Lo guió el deseo de cambiar lo que no aceptaba del mundo, un espíritu humanitario y un gran sentido de la ética. Y así trazó su trayectoria, que matizó con el amor a su familia, la práctica política, la incesante búsqueda de conocimientos, el arte y el encuentro con amigos, Mario Drake, quien falleció a los 87 años.
Mario Alfredo Drake había nacido el 26 de junio de 1933 en Lincoln, provincia de Buenos Aires. Su padre, Doroteo, combinó la medicina (fue el doctor del pueblo) con la militancia y llegó a ser diputado nacional en representación del radicalismo, partido al que adscribió ya desde muy joven el menor de sus hijos. Su madre, Marta Sanahuja, además de atender con esmero las necesidades del hogar (Mario tuvo cinco hermanos) se dedicó, aunque puertas adentro, a las artes plásticas, concretamente a la pintura.
En ese ambiente familiar adquirió el gusto por la medicina, la política y la pintura, en particular las acuarelas, con la que desplegó, años más tarde y también sólo para su entorno más íntimo, toda su creatividad.

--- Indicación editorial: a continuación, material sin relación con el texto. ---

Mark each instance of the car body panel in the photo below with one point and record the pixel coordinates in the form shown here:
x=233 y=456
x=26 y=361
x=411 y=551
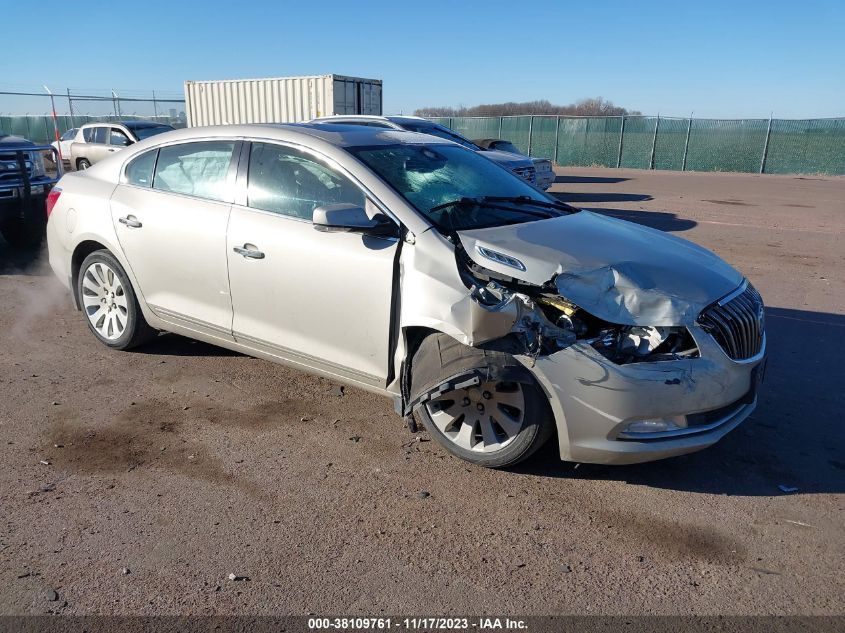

Como tantos jóvenes que buscaban formarse a nivel académico dejó Lincoln e ingresó a la facultad de Medicina de la UNLP. Cursó casi toda la carrera, pero no la completó y se dedicó a trabajar.
Sin embargo, su paso por la vida estudiantil lo marcó en dos sentidos. La lucha por una Universidad más igualitaria desde las filas del reformismo fue uno; y algo un poco más personal: conoció en las aulas del Bosque a Eva Echagüe, quien fuera luego una reconocida bacterióloga del Hospital de Niños. Fue su esposa, su compañera incondicional y la madre de sus dos hijos: Leandro y Mario.
Con el gobierno de Anselmo Marini accedió a un empleo en el ministerio de Salud bonaerense y en esa cartera se jubiló. Por otra parte, en 1984, con el retorno en el país de las instituciones republicanas, se desempeñó como Director de Personal en la Cámara de Diputados de la Provincia.
Afiliado de la UCR local, encolumnado en la línea liderada por Ricardo Balbín, fue uno de los creadores de la Comisión Permanente de Homenaje al destacado político platense tras su fallecimiento en 1981. Luego, con el advenimiento de la democracia, se volcó a la corriente renovadora de Raúl Alfonsín.
Fue un lector tenaz, y tuvo el generoso hábito de comprar libros que luego de leídos no guardaba y los hacía circular.
Tuvo un nieto al cual adoró: Franco.